They don’t do it for search engine optimization. Well, not entirely anyways.

Recipes aren’t copyrightable. But, articles about a recipe are. So, everyone writes a long article talking about their recipe – then they can cease-and-desist anyone who copies that recipe as infringing on their article.

And, it’s not just recipes. For just one other example, magic tricks aren’t copyrightable, so Penn and Teller write little scenes that go with their tricks, so that if someone steals the trick, they can sue them. [This is one of the tricks they specifically wrote a story to for just this reason.](https://www.youtube.com/watch?v=SJH9iFOji_A)

Anonymous 0 Comments

Hi Everyone,

This post is rather popular and thats wonderful, to people coming to us from the front page I encourage you to look through the rules in the sidebar before participating (this is a rather strict sub).

In particular rule 3, Top level comments (replies to the post itself) must be explanations to OP. So this means no: links to add ons (or link only responses), no anecdotes about how you feel the same way, and no examples of where you have also seen this.
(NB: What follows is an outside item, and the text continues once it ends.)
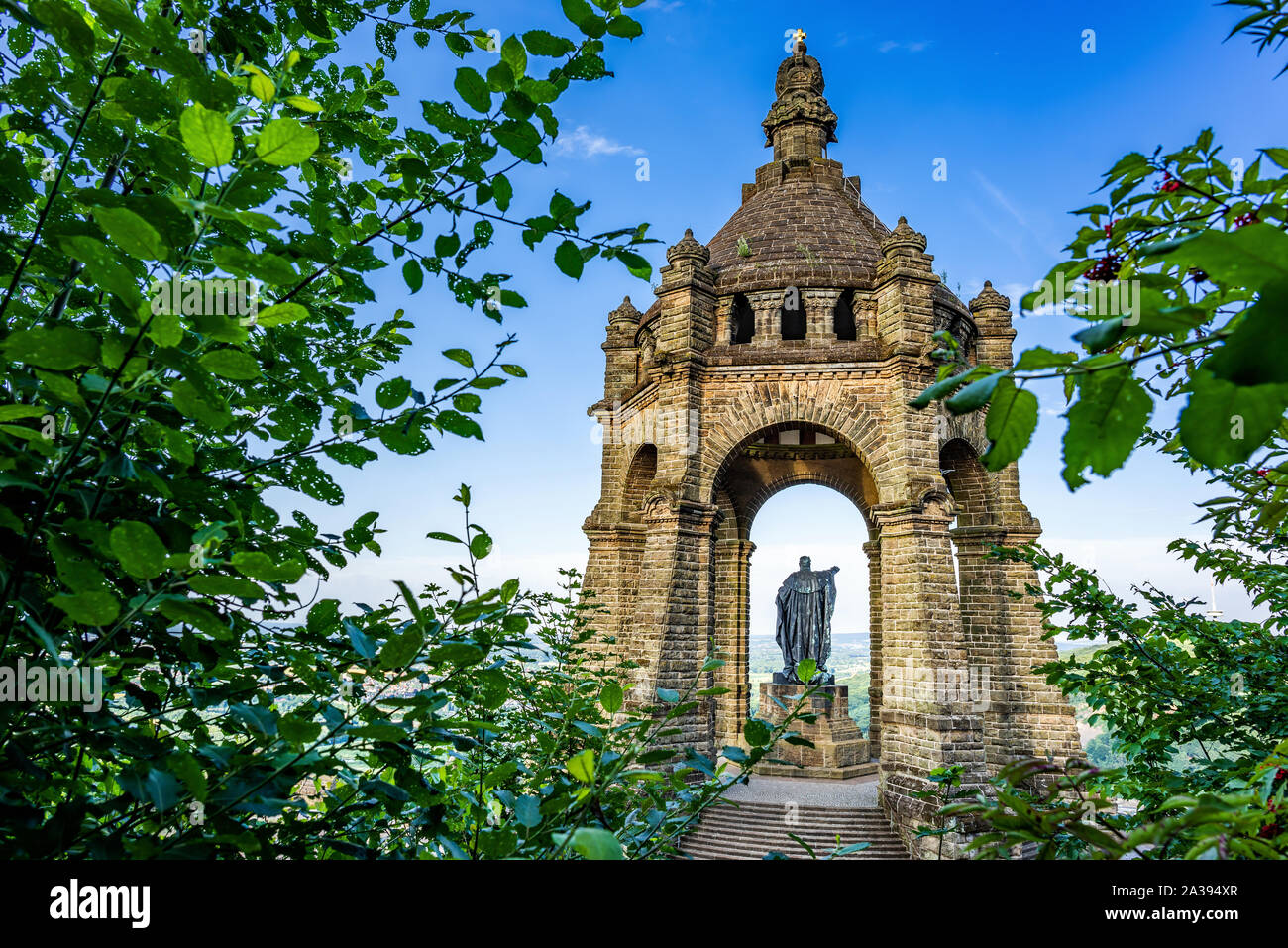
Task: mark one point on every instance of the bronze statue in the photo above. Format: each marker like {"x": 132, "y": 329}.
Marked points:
{"x": 804, "y": 626}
Also no speculation about business motivations (rule 8), the question is about search engines.

If you have a particularly interesting off topic comment/link feel free to stick it as a reply to this pinned post, and let me know if you have other questions.

Also if you have suggestions for the sub we encourage you to use r/IdeasForELI5 as our idea forum.

Enjoy

Anonymous 0 Comments

It’s because legally you can copy a recipe – it is a description of a process, which is a fact. Facts cannot be copywritten.

However, the long stories and descriptions are their own intellectual property, and that cannot be legally copied to another website (not saying it doesn’t happen anyway).

So the stories become the unique bits around a recipe that’s probably on hundreds of sites. People like unique content, and so does Google.